第18話 夢の続き

 わたしは広い草原の中にいた。空を仰げば夕焼けの一歩手前のような色をしている。視界の端で動いた草を見下ろせば、黄色っぽくくすんだ草が柔らかな風にそよいでいる。どこを見ても、淡くくすんだ景色が広がっていた。


 視点を前に遣ると、目の前に川がある。見るからに浅く、流は緩やかだ。綺麗に清んだ水の中から水草が顔を出している。向こう岸には一面に花畑がひろがっていた。

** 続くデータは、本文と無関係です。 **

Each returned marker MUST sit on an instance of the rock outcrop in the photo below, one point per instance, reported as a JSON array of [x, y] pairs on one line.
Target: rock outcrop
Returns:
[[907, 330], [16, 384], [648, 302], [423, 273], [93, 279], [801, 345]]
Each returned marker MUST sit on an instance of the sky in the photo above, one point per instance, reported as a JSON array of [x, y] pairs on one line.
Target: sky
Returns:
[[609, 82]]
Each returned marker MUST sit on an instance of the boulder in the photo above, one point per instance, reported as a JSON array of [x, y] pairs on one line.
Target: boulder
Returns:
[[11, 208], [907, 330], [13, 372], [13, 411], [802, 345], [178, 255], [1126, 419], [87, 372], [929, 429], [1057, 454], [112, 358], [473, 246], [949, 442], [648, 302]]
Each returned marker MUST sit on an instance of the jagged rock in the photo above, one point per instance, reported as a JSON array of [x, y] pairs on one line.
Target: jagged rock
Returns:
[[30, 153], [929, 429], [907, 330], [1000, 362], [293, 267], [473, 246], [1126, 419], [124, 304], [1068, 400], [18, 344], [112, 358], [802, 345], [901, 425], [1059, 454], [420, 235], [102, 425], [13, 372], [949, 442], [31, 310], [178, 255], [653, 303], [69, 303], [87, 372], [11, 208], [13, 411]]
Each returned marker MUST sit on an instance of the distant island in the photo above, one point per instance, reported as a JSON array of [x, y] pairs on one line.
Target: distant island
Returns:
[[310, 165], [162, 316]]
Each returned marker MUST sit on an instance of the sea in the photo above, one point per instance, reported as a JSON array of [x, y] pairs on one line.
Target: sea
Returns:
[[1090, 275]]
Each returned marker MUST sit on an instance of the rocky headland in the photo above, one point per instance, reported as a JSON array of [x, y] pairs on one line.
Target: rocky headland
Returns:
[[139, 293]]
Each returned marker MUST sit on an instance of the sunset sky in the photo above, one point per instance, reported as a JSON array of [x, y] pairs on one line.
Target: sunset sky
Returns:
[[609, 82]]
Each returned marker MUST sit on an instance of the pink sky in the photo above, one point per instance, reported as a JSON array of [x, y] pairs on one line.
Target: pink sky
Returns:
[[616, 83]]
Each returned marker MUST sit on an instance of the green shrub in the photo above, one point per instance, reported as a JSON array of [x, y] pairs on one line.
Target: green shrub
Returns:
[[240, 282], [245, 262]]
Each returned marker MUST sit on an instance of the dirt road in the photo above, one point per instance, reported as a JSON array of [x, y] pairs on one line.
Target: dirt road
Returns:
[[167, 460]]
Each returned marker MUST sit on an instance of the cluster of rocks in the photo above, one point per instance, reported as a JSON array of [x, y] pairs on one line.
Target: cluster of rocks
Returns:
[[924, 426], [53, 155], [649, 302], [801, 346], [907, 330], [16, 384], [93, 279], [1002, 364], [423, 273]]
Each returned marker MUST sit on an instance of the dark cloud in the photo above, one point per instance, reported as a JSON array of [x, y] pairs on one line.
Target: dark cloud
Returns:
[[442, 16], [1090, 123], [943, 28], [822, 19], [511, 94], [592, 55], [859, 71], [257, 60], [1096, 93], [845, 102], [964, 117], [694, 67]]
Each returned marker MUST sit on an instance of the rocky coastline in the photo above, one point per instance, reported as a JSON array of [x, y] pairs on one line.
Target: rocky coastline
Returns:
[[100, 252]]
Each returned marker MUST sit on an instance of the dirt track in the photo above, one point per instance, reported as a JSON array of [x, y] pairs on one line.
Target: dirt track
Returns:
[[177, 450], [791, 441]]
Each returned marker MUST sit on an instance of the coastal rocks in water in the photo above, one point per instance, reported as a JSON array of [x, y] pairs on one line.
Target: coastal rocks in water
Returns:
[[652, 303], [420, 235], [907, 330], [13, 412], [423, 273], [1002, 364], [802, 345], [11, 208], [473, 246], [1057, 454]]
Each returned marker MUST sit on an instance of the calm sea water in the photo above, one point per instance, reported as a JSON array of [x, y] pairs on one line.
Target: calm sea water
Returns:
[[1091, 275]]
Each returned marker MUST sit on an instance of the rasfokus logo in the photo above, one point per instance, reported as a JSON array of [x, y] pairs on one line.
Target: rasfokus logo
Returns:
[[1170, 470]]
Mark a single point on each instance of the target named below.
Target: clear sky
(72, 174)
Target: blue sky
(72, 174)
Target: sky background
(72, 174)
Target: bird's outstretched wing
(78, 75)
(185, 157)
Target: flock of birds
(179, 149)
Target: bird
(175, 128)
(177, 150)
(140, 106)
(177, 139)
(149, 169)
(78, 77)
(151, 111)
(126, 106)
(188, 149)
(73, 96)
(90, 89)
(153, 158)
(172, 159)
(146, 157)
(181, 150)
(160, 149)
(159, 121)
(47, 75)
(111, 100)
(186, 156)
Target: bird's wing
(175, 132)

 この川に足を浸けたらさぞ気持ち良いだろう。ついでに川を渡って花畑にも行ってみたくなる。そう考えた時、猫が足元から声をかけてきた。


「お嬢さん。川を渡ってはならないぞ。こちらに戻って来れなくなる」


 それを聞いて思わず背筋がぶるりと震えた。つまり、この川は俗に言う「三途の川」ではないか。確認するために足元を見るが、猫はもういなくなっていた。

 ふと、わたしは視線を右へずらした。すると、今にも川に片足を入れようとしている人がいる。総髪で寝間着のような着流しの後姿のその人は、骨ばった細い足の片方をちゃぽんと川に入れた。彼には見覚えがある。沖田さんだ。

 わたしは駆け出した。これが本当に三途の川なら、彼を向こう岸に渡してはいけない。幸い、沖田さんの動き始め緩やかだ。まだ間に合う。


「沖田さん! 」


 わたしはすぐに追い付いて、沖田さんの手を後ろから掴んだ。彼が驚いてわたしを振り返ると、周りの景色が音も無く割れた。息を呑む間にバラバラと崩れ去り、真っ暗になった。

 捕まえたはずの沖田さんもいなくなり、わたしは黒い空間にぷかぷかと浮かんでいた。いつか沖田さんの過去を見た時と同じ感覚だ。わたしは辺りを見回す。すると、沖田さんと、別の男性がすっと表れた。沖田さんは浅葱色の羽織を着て、月代をきれいに剃っている。二人とも刀を持って睨み合っている最中だ。

 しかし次の瞬間には、沖田さんが相手をバッサリ斬り伏せていた。圧倒的な強さと速さで、全く負ける気がしなかった。

 斬り合いを見ている間にも、あちこちにたくさんの沖田さんが現れていた。

 子供達と遊ぶ沖田さんや、隊士達と酒を酌み交わす沖田さん、素振りしていたり、子供の沖田さんが誰かに叱られていたりもした。いろんな姿の沖田さんが、次々と浮かんでは消えてゆく。

 中には猫の姿で扇風機で遊ぶ沖田さんまでいた。彼の人生の様々な場面が、何パターンもそこに集まっている。どの沖田さんも溢れる光のように溌剌としていた。

 けれど一ヶ所だけ様子が違った。そこだけ黒い陰が差したように、生気のない虚ろな沖田さんがいた。病に臥せ、忍び寄る死と潰えた希望に抗う力もないほど衰弱して見える。


 沖田さんは一人、狭い部屋でひっそりと布団を腰まで掛けて座っている。わたしは導かれるように、まっすぐ彼の元へ向かった。

 わたしは敷き布団のすぐ脇に腰かけた。だが沖田さんの表情は全く変わらない。微動だにせずに何もないところを見つめたままだ。わたしを認識しているかどうかもわからない。わたしはそれに構わずに、沖田さんに手を伸ばした。


「沖田さん。わたし、ここにいるよ」


 沖田さんを抱き締めた。骨ばって、折れそうなほどやつれているが、暖かい。それだけで泣きそうになる。

 沖田さんがぴくりと動いた。そして一瞬の間を置いて、沖田さんはそろそろと手を動かし始める。やがて沖田さんの手がゆっくりとわたしの背中に辿り着いた。力は無い。けれど確実にわたしを抱きしめ返してくれている事に、言いようのないほど安堵した。


「わたし、待ってるね」


 沖田さんの肩口に顔を埋めた。すると、頬に暖かい滴がポタポタと落ちて来る。


 沖田さんを、おきたさんの魂を捕まえた。わたしは確信した。何の根拠もないけれど、きっとそうだ。

 抱き合ったままの姿勢で沖田さんを見上げた。けれど、彼の顔は見えない。そこでまた意識が途切れた。